Ada juga kartu pos yang menceritakan keindahan kota yang dikunjungi seseorang ketika berlibur. Harapannya, sang penerima bisa mengetahui seperti apa kota yang dikunjungi pengirimnya dan syukur-syukur bisa menularkan kebahagiaan liburan.

Beberapa tahun berselang, saat teknologi telepon seluler dan internet belum mewabah seperti saat ini, kartu pos bahkan digunakan sebagai syarat kepesertaan sejumlah kuis di majalah atau koran. Peserta kuis menuliskan jawaban di bidang kosong, lengkap dengan guntingan kupon. Kartu pos berwarna oranye tanpa gambar itu pun turut mendukung kemujuran seseorang.

Pada kurun waktu 1920-1930 banyak perusahaan di Indonesia memakai kartu pos sebagai media berpromosi, semisal produk susu kental manis Bendera dan mesin jahit Singer. Di buku Oud Bandoeng dalam Kartu Pos yang disusun Sudarsono Katam tercantum juga kartu pos yang berfungsi sebagai undangan pernikahan.

Murwidi U Narnowo, kolektor kartu pos, mengaku masih menyimpan puluhan kartu pos dari kekasih yang kini menjadi istrinya. Perempuan yang dicintainya itu rajin mengirim kartu pos dari negara yang sedang dikunjungi, seperti Inggris, Belanda, dan Amerika Serikat. Gambar-gambar di kartu itu tak lupa dibubuhi pernyataan cinta atau rindu.

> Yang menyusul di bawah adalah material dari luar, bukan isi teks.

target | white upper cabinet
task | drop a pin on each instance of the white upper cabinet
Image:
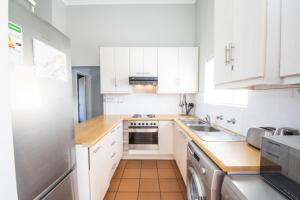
(107, 70)
(178, 70)
(114, 70)
(290, 41)
(223, 38)
(247, 43)
(168, 70)
(188, 69)
(249, 39)
(143, 61)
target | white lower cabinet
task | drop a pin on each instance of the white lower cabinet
(97, 164)
(165, 137)
(180, 143)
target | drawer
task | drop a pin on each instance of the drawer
(227, 192)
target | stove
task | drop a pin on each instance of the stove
(143, 116)
(143, 135)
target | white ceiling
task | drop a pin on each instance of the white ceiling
(112, 2)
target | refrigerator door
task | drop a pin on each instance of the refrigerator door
(42, 111)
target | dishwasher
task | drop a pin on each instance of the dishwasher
(204, 178)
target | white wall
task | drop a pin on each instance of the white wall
(265, 108)
(8, 188)
(52, 11)
(59, 11)
(90, 27)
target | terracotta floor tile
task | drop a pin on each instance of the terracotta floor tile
(174, 164)
(166, 173)
(118, 173)
(122, 164)
(110, 196)
(178, 174)
(114, 185)
(172, 196)
(169, 185)
(164, 164)
(131, 173)
(149, 185)
(149, 196)
(129, 185)
(149, 173)
(133, 164)
(126, 196)
(149, 164)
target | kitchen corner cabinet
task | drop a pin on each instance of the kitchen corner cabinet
(247, 43)
(180, 143)
(290, 41)
(165, 139)
(177, 70)
(114, 70)
(143, 61)
(97, 164)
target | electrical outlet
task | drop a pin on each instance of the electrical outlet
(296, 92)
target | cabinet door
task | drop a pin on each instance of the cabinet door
(166, 132)
(107, 70)
(122, 69)
(150, 61)
(223, 37)
(180, 150)
(188, 64)
(136, 61)
(249, 39)
(290, 40)
(168, 70)
(99, 168)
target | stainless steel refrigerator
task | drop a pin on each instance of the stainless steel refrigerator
(42, 112)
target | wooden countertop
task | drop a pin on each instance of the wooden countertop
(229, 156)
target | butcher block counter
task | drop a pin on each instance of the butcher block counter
(229, 156)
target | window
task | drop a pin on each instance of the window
(219, 96)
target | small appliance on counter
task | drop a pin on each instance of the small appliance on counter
(255, 135)
(280, 163)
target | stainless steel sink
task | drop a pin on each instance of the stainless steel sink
(190, 122)
(204, 128)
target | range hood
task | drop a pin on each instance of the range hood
(133, 80)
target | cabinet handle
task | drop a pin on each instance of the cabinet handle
(97, 149)
(231, 47)
(273, 155)
(114, 154)
(182, 134)
(113, 143)
(227, 50)
(114, 166)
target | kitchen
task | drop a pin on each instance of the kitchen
(232, 66)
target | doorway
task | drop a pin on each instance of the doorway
(81, 97)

"Istri masih menyimpan juga kartu pos balasan saya. Kumpulan kartu-kartu itu menjadi saksi sejarah kehidupan kami," kata pemilik penerbit Khazanah Bahari ini. Hingga kini Murwidi punya sekitar 1.000 kartu pos dari berbagai negara dan 250 kartu bergambar panorama Kota Bandung.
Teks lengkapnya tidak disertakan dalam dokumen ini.